Le manifeste spirituel est présenté à la presse par Dom Helder Camara et publié en janvier 1966 par les Informations catholiques internationales, mais nul ne sait où se trouve l’exemplaire original signé dans la catacombe. Le texte est le fruit d’un travail collectif dont les auteurs principaux semblent être le P. Paul Gauthier, venu au Concile comme expert de Mgr Georges Hakim, et Mgr Grégoire Haddad, évêque grec-melkite de Beyrouth, surnommé « l’Abbé Pierre de l’Orient ». Paul Gauthier, prêtre du diocèse de Dijon devenu prêtre-ouvrier, a fondé en 1957 à Nazareth « Les compagnons et compagnes de Jésus charpentier » et rédigé une réflexion en vue du Concile. Ce document, « Jésus, l’Église et les pauvres », est remis à au moins 400 pères conciliaires. C’est aussi la base de travail du groupe d’évêques « du Collège belge » – le lieu à Rome où loge son secrétaire, le P. Gauthier.

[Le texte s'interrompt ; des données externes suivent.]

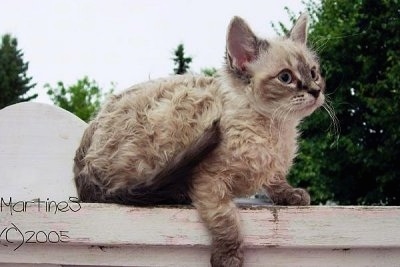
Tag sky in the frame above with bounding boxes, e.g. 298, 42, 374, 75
0, 0, 305, 103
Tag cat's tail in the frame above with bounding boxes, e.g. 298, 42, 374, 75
80, 119, 221, 206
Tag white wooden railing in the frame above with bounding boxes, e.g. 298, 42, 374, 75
0, 103, 400, 267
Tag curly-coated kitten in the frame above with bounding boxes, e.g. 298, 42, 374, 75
74, 14, 325, 267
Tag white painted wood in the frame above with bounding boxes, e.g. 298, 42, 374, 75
0, 103, 400, 267
0, 102, 86, 200
0, 203, 400, 266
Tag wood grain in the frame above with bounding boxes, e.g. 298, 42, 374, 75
0, 103, 400, 267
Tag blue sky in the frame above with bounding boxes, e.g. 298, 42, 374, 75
0, 0, 305, 103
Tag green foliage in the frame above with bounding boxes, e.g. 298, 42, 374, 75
290, 0, 400, 205
173, 44, 192, 74
0, 34, 37, 109
45, 77, 112, 122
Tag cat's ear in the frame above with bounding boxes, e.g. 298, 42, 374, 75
288, 13, 308, 44
226, 17, 257, 73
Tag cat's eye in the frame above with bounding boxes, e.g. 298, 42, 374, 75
310, 68, 318, 81
278, 70, 293, 84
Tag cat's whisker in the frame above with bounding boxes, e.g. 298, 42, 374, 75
322, 99, 340, 148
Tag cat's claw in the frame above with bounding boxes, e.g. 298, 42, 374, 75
286, 188, 311, 206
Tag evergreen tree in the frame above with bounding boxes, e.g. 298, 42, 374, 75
45, 77, 113, 122
173, 44, 192, 74
284, 0, 400, 205
0, 34, 37, 109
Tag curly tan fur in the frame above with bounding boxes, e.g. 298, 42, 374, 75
74, 15, 325, 266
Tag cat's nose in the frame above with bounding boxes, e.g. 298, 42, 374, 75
307, 88, 321, 98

Mais le Pacte des catacombes doit être considéré comme le fruit d’une évolution des mentalités sur plusieurs années. Ainsi, un mois avant l’ouverture du Concile, le pape Jean XXIII affirme dans son Message au monde (11 septembre 1962) : « En face des pays sous-développés, l’Église se présente telle qu’elle est et veut être : l’Église de tous et particulièrement l’Église des pauvres ». Le 6 décembre 1962, à la fin de la première session conciliaire, le cardinal Lercaro est vivement applaudi lorsqu’il expose, en écho au pape, ce qu’il estime être le thème central de Vatican II, l’Église en tant précisément qu’Église des pauvres. « Si l’Église est fidèle à la pauvreté, elle y trouvera la lumière et la méthode la plus apte pour prêcher intégralement l’Évangile », proclame le cardinal.
Quelle est sa postérité ?
C’est toute l’Église de l’après-Vatican II qui se déleste, peu à peu, d’usages encombrants hérités des siècles précédents. Sitôt rentré au Brésil, alors sous la dictature militaire, Dom Helder Camara, lui, met en actes le pacte, à la lettre. Le nonce au Brésil lui reproche de perdre son temps à faire la queue pour attendre le bus car il a renoncé à sa voiture avec chauffeur. Il prend la parole pour défendre les pauvres et, pendant les années les plus dures de la dictature, le pouvoir le réduit au silence. Mais sa façon de vivre est éloquente.
D’autres évêques en Amérique latine adoptent également une vie sobre qui leur permet d’être proches du peuple. Dom Helder Camara est aussi une des chevilles ouvrières du Conseil épiscopal latino-américain (Celam), laboratoire d’idées pour réaliser l’aggiornamento de l’Église expressément demandé par Paul VI aux évêques latino-américains. En 1968, à Medellin (Colombie), le Celam développe les idées du groupe conciliaire de « l’Église des pauvres » : l’Église doit changer. À Puebla (Mexique) en 1979, il affirme « l’option préférentielle (de l’Église) pour les pauvres », que le pape Jean-Paul II intégrera à la doctrine sociale de l’Église. Ces réflexions modifient profondément l’Église catholique du continent, non sans tensions.
Cinquante ans après le Pacte des catacombes, le pape François, qui était étudiant en théologie à Buenos Aires à la fin du Concile, incarne au plus haut niveau de l’Église l’esprit du texte. Dès le début de son ministère d’évêque de Rome, il refuse d’emménager dans les appartements pontificaux. En voyage à l’étranger, il circule non pas dans les limousines officielles mais dans la voiture de monsieur tout-le-monde. Ses interlocuteurs sont unanimement marqués par sa simplicité. Le pape François exhorte régulièrement ses frères évêques à fuir la mondanité et demande aux nonces de repérer de futurs évêques qui seront « proches des gens ». Et son exemple fait des émules. Ou met en évidence le comportement de ceux qui n’auraient pas renoncé à l’apparat ou au luxe, autant d’entraves à la liberté de celui qui annonce l’Évangile.